Le dispositif met en avant le concept de « trace numérique » : une combinaison équipée de 40 capteurs tactiles permet d’enregistrer la motricité, les réponses physiologiques, les signes vitaux et les compétences professionnelles. Ces données alimentent ensuite la création d’un profil numérique capable de reproduire certains aspects de l’identité, des connaissances et des capacités de la personne. À terme, ces profils peuvent être transférés vers des robots humanoïdes ou visualisés sous forme de représentations tridimensionnelles. Les familles et institutions peuvent ainsi conserver ces fichiers numériques via des fiducies ou des successions, permettant au défunt de continuer à enseigner, travailler ou interagir avec les générations futures.

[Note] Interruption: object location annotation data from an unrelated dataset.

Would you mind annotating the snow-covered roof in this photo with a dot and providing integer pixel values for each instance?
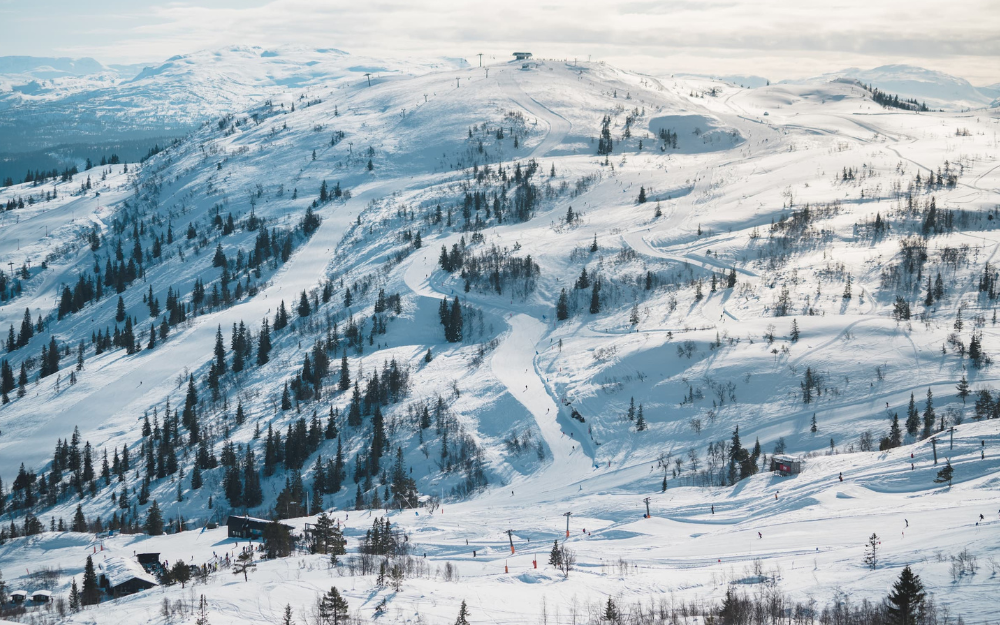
(120, 570)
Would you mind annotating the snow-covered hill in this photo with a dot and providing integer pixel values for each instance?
(741, 258)
(937, 89)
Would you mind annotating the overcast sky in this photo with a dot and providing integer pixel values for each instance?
(777, 39)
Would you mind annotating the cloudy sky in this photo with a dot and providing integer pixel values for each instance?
(773, 38)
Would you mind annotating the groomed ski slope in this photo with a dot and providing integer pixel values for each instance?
(807, 531)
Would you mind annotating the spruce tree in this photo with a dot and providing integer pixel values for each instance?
(463, 615)
(91, 593)
(154, 520)
(912, 417)
(945, 474)
(929, 414)
(562, 306)
(906, 601)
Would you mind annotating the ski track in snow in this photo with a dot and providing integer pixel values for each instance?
(811, 526)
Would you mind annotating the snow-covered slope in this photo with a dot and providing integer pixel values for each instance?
(752, 289)
(937, 89)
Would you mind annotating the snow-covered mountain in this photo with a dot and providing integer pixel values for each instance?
(57, 112)
(937, 89)
(478, 268)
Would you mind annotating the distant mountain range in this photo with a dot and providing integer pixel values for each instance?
(53, 110)
(937, 89)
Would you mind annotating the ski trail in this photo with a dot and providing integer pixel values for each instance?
(559, 126)
(636, 241)
(134, 380)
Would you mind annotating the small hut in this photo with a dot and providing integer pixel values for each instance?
(786, 465)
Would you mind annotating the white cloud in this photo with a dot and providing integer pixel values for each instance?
(775, 38)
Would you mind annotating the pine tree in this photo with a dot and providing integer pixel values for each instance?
(345, 375)
(929, 414)
(871, 551)
(333, 608)
(463, 615)
(202, 612)
(91, 593)
(75, 603)
(610, 611)
(562, 306)
(895, 435)
(154, 520)
(220, 352)
(905, 603)
(263, 344)
(945, 474)
(555, 556)
(79, 521)
(304, 309)
(963, 388)
(912, 417)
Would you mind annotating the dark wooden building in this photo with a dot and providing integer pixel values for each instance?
(123, 576)
(247, 527)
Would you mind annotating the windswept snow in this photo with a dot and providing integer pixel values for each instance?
(778, 186)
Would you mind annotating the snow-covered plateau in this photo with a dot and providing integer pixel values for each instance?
(500, 307)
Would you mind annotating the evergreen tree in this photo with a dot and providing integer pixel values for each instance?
(963, 388)
(555, 556)
(562, 306)
(595, 298)
(345, 376)
(640, 421)
(929, 414)
(75, 603)
(905, 603)
(895, 434)
(154, 520)
(871, 551)
(220, 352)
(304, 309)
(91, 593)
(912, 417)
(945, 474)
(263, 344)
(79, 521)
(333, 608)
(463, 615)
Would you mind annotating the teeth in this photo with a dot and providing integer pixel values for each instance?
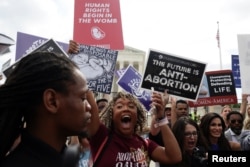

Deux formules tarifaires sont proposées : une conservation de 100 ans pour 300 000 dollars, et une durée de 500 ans pour un million de dollars. L’ouverture des inscriptions est prévue pour octobre prochain.
Dans le même temps, la société chinoise Ubtech a présenté « UWorld U1 », son premier robot humanoïde ultra-réaliste, baptisé « Ultra-Bionic ». Doté d’une peau en silicone, d’un visage réaliste avec des yeux suivant le regard et des cils naturels, il dispose de 88 degrés de liberté articulaire sur l’ensemble de son corps à taille humaine. Son cou biomimétique à double axe lui confère des mouvements proches de ceux d’un être humain.
Le robot intègre un système de grand modèle linguistique (LLM) sensible aux émotions, capable d’identifier des « états émotionnels subtils » et d’y répondre en temps réel, afin d’agir comme un compagnon proactif. La société développe également une technologie qu’elle compte intégrer cette année, permettant la reconstruction 3D de visages et la copie d’identités à partir de la signature vocale. Cette innovation vise à recréer des individus spécifiques, en combinant des modèles interactifs émotionnels et des systèmes de mémoire à long terme personnalisés — pour produire soit un double d’un défunt, soit une réplique d’un proche éloigné géographiquement.
Le robot est destiné à un usage commercial et sera mis en vente cette année au prix de 18 000 dollars américains.
Le marché de l’héritage numérique, lié à l’explosion des actifs et données personnelles accumulés durant la vie numérique, valait 12,9 milliards de dollars en 2024. Il devrait passer de 17,2 milliards en 2026 à 30,8 milliards d’ici 2030, porté par la montée de la prise de conscience autour des testaments numériques, de la transmission des biens numériques et de la protection des identités en ligne.
Le marché des assistants sociaux numériques — assistants IA conçus pour l’interaction sociale — était évalué à 36,8 milliards de dollars en 2025. Il devrait croître de 48,0 milliards en 2026 à 318,0 milliards d’ici 2033.
Stephanie Link, chef stratégiste en investissement chez la société de gestion de patrimoine High Tower, qui gère des actifs pour 353 milliards de dollars, a indiqué avoir récemment commencé à investir dans ce secteur. Elle souligne que le nombre de robots augmentera considérablement à long terme, et que le marché connaîtra une croissance sans précédent dans les années à venir.